Page:Gouraud d’Ablancourt - Un éclair dans la nuit.djvu/13

La bibliothèque libre.
Le texte de cette page a été corrigé et est conforme au fac-similé.

— Allez donc, mais revenez, on pourrait peut-être faire un tour de danse avec le phonographe.

— Oh ! tu sais la danse me laisse froid. Nous allons nous restaurer d’abord. Bonjour Athos.

Un jeune homme arrivait, il tenait un compotier chargé de gâteaux qu’il apportait aux jeunes filles.

— Notre cousin, présenta Onda : Athos Achillopoulo.

— Bonjour, fit l’arrivant, voulez-vous de mes provisions ?

— Rien. Nous commencerons par des choses plus substantielles, remercia le collégien.

Toujours entraînant son ami, il parvenait au buffet devant lequel une haie d’hommes et de femmes en riches toilettes, buvaient et mangeaient, avec l’appétit gourmand de l’époque actuelle qui semble avoir doublé comme le prix des friandises.

— Attends, je vais nous composer un bon petit goûter.

Ce disant, Ooda prenait une assiette, il y entassait des tartites de caviar, des sandwiches de poulet à la gelée, des petits pains de foie gras. De l’autre main, il saisissait une coupe de tartelettes aux fruits et donnait l’ordre de servir deux tasses de chocolat sur la console, près de la window, derrière les palmiers. Muni de ce régal, il expliquait à son ami :

— Nous allons être tranquilles là-bas, personne ne nous dérangera, après je reviendrai chercher du champagne frappé. J’ai une faim de loup, ni toi ni moi n’avons mangé au collège.

C’était vrai, Tancrède aussi cédait à l’appel de la nature, les deux amis dévoraient les délicates gourmandises que le fils de la maison renouvelait à mesure.

— Je me fais l’effet de Robinson allant au navire, disait-il en revenant se cacher sous les arbustes, amplement muni de provisions alléchantes. Ce que je suis content de t’avoir avec moi, t’as pas idée, vieux !

— Brave cœur ! c’est quand le malheur passe qu’on te trouve.
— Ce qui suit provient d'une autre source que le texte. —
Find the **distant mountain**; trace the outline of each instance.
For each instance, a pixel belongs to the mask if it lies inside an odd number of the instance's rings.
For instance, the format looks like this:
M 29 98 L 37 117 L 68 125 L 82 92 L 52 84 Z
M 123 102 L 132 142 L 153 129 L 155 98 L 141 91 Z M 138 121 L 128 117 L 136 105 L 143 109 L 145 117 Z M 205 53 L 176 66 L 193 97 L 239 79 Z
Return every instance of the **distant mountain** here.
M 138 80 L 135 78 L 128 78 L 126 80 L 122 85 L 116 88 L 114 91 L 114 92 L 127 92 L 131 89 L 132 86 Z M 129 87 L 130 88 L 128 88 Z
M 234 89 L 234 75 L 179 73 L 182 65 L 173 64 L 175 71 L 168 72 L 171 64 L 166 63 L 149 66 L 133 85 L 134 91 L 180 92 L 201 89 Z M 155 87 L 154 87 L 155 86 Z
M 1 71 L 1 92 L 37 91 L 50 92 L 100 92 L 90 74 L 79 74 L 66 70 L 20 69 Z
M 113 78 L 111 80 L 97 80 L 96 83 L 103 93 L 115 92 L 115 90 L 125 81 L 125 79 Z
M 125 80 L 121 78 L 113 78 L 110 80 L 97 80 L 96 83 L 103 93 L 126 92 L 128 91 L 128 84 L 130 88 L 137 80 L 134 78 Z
— Et toi donc ! Lorsque les méchants gosses du Lycée m’attaquaient, tu savais me défendre. Et si j’ai été toléré ensuite, c’est parce que tu m’imposais.

— C’est parce que tu étais bon camarade.

— Je sais ce que je pense, suffit. Veux-tu qu’au lieu de retourner avec les belles demoiselles qui se fichent pas mal de collégiens comme nous, nous allions voir papa à la banque. On reviendra avec lui en auto. Tu ne connais guère Paris.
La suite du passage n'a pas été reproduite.